Doch nach dem Kreditwesengesetz handelt es sich um ein Bankgeschäft, für das Kommunen keine Erlaubnis haben. Um dies zu umgehen, bieten einige Kommunen in Deutschland trotzdem bereits Anleihen an – mittels zwischengeschalteter Banken.
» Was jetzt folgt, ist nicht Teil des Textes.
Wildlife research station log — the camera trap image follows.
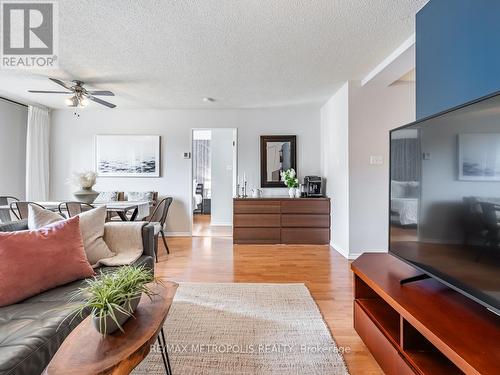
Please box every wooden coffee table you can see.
[44,282,178,375]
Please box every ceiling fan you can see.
[28,78,116,108]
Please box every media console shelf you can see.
[351,253,500,375]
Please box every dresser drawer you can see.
[234,199,280,214]
[233,228,281,244]
[281,228,330,245]
[233,214,281,228]
[281,214,330,228]
[281,198,330,215]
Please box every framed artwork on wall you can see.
[458,133,500,181]
[260,135,297,188]
[95,134,161,177]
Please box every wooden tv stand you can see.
[351,253,500,375]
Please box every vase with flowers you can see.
[281,168,299,198]
[69,171,99,204]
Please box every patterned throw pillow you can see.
[94,191,118,203]
[28,205,115,266]
[127,191,153,202]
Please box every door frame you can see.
[189,127,238,236]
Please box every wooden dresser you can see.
[233,197,330,244]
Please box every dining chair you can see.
[149,197,174,262]
[57,202,95,218]
[10,201,45,220]
[0,195,19,223]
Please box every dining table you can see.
[0,201,151,221]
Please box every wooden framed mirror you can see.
[260,135,297,188]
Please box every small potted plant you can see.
[69,266,161,335]
[281,168,299,198]
[69,171,99,204]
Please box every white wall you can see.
[349,83,415,257]
[50,106,320,234]
[0,100,28,199]
[210,129,236,225]
[321,82,415,258]
[321,82,349,256]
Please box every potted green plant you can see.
[281,168,299,198]
[66,266,161,335]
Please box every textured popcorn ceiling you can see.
[0,0,427,108]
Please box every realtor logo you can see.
[0,1,58,68]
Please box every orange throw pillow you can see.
[0,216,95,307]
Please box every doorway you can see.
[191,128,237,237]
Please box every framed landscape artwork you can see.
[95,135,160,177]
[458,133,500,181]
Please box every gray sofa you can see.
[0,221,155,375]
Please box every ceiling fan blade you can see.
[49,77,74,91]
[28,90,73,94]
[88,90,115,96]
[88,95,116,108]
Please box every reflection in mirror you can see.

Was halten die Kommunen im Altkreis Kassel von dem Finanzierungsmodell? Grundsätzlich denkbar sind Bürgerkredite für den Söhrewalder Bürgermeister Michael Steisel (SPD). „Man muss sich das überlegen, die Bürger können sich schließlich an vielen Ecken beteiligen“, sagt Steisel. „Bisher gibt es aber keine Pläne. Man muss erst mal darüber nachdenken, Schnellschüsse machen wir da nicht.“

Ähnlich sieht das sein Amtskollege Michael Aufenanger (CDU) aus Ahnatal. „Das ist auf jeden Fall denkbar. Man muss es sich aber genau anschauen, denn es gibt ja auch rechtliche Probleme“, erklärt der Verwaltungschef. Der Ahnataler Haushalt habe ein Defizit, deshalb müsse man auch Bürgerkredite in Betracht ziehen, wenn man einen günstigeren Zinssatz erhalten könne als auf dem normalen Kreditmarkt.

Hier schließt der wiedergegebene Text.